The TBD board connects a USB host to 6 I/O pins by way of a Freescale KL27Z ARM microcontroller. TBD's PCB is sized so that it plugs directly into a USB port, and has pads so that no additional USB connector is needed. A plastic shim on the opposite side of the USB-A pads insulates the PCB from the port frame and improves the fit and contact with the port. I/O is exposed on an 8 pin 0.100" pitch dual row pin header. The header is an SMT right angle style that minimizes the overall length of TBD. Overall height of the PCB and header leaves sufficient clearance for other USB plugs above and below the board when plugged into a stacked USB-A port.
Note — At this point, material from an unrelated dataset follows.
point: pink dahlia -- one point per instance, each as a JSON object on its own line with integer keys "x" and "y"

A Freescale Kinetis MKL27Z256VFM4 microcontroller is at the heart of TBD. Few other components are required: bypass caps, USB and LED current limiter resistors, connectors, and the LED are the only other parts on the PCB. The KL27Z micro contains a 48MHz ARM Cortex-M0+, 256K flash, 32K RAM, various peripherals, 5V to 3.3V linear regulator, and a 16K Kinetis Bootloader ("Kibble") ROM. An internal trimmed oscillator provides the core and most of the peripheral clocks, while the USB device interface is "clockless" by way of clock recovery from the USB host, so no external crystal is needed. The on-chip 3.3V LDO steps down the USB bus power to the 3.3V chip supply, and is available on the I/O header to power low current devices.

The I/O header exposes ground and 3.3V as well as 6 pins that are multiplexed for GPIO, I2C, SPI, FlexIO (Freescale generic serial interface), UART, timer, and ADC. One pin (I2C1_SDA) is sampled by the micro on power-on and will force the ROM bootloader to run if pulled low. This pin is situated next to GND so that a 2 pin jumper can be fitted over both. All I/Os on the header are directly connected to the micro without any current limiting, filtering, or other protection. This is common and almost expected for other similar micro dev boards.
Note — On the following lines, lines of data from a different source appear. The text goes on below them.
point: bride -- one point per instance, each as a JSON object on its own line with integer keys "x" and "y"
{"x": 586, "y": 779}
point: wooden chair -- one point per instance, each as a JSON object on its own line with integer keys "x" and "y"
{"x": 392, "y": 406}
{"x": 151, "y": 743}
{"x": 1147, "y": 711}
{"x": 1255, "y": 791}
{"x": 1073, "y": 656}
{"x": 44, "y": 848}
(todo: insert pin map / mux table)

An LED connected to one of the GPIOs can be used by software for status.

The PCB is made with all SMD components located on one side except for the header. Stencil / paste / reflow is used to solder the component side, while the header is hand soldered. The LED and passives are all 0603 size, while the micro uses the 5x5x1mm QFN-32 package.

Software

Toolchain : mbed

Coding for TBD is done using the mbed library. The plan is that eventually (somehow?) TBD will be supported in the mbed web-based online IDE, making development possible with nothing more than a browser.
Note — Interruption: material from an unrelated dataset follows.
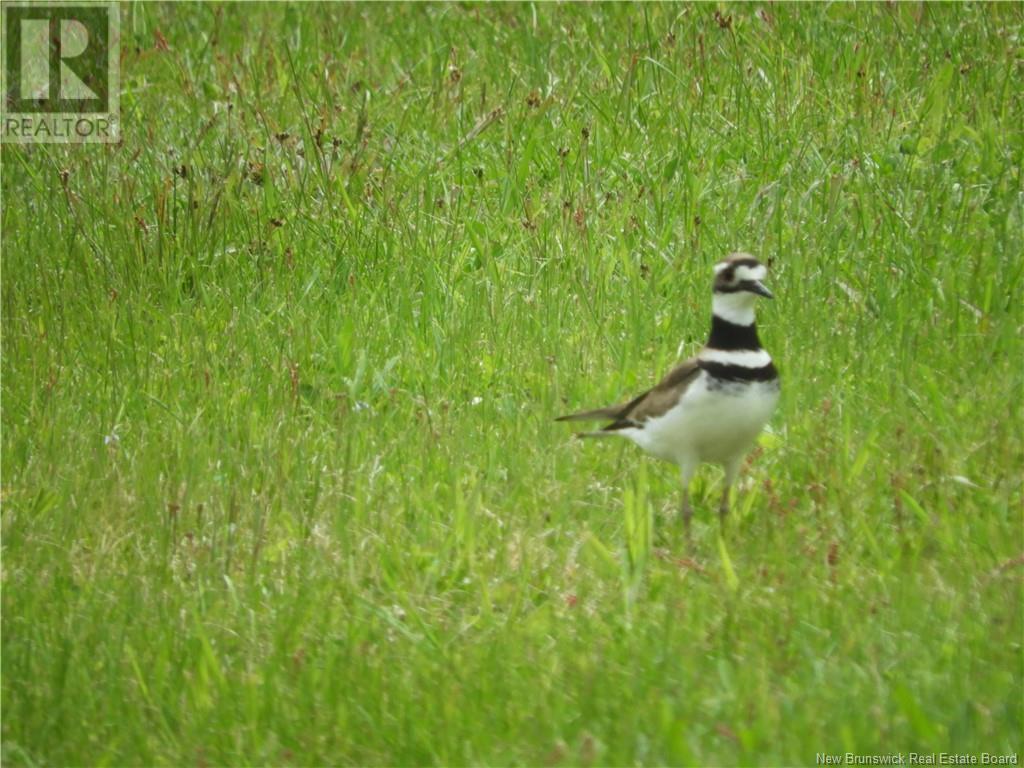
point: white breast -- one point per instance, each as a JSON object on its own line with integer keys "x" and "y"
{"x": 713, "y": 422}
For now the mbed library can build TBD-compatible projects offline using the KL43 target, a package variant of the silicon used in TBD. This takes much more effort to use than the online IDE, and detracts from the convenience factor TBD promises.

The Freescale KDS / KSDK IDE can be used as an alternative, but is also not as simple as the mbed online IDE.

Flashing : kut

kut is a Chrome browser app that uploads new firmware to the KL27 micro in TBD over USB. Uploading new firmware to TBD with kbl is as simple as choosing a file from the local disk, putting a jumper over two pins on TBD (clearly marked in the silkscreen), and plugging TBD into the PC. As a local Chrome app, kut can access certain USB devices and local files without needing device drivers or administrator privileges. kut will be installed through the Google Play store, explicitly requesting permissions to communicate with the Freescale bootloader USB ID and to access local files.

Every KL27 ships with Freescale's Kinetis Boot Loader ("Kibble") in ROM. The bootloader is run instead of the application in flash if the /BOOT pin is asserted after reset. The bootloader starts up the KL27 in clockless USB mode, responds to the host as a USB HID device with a Freescale-issued USB VID/PID, and waits for a connection from an application. kut detects a TBD in bootloader mode by this VID/PID, handshakes with the bootloader, erases flash contents, uploads a new firmware, and runs the application.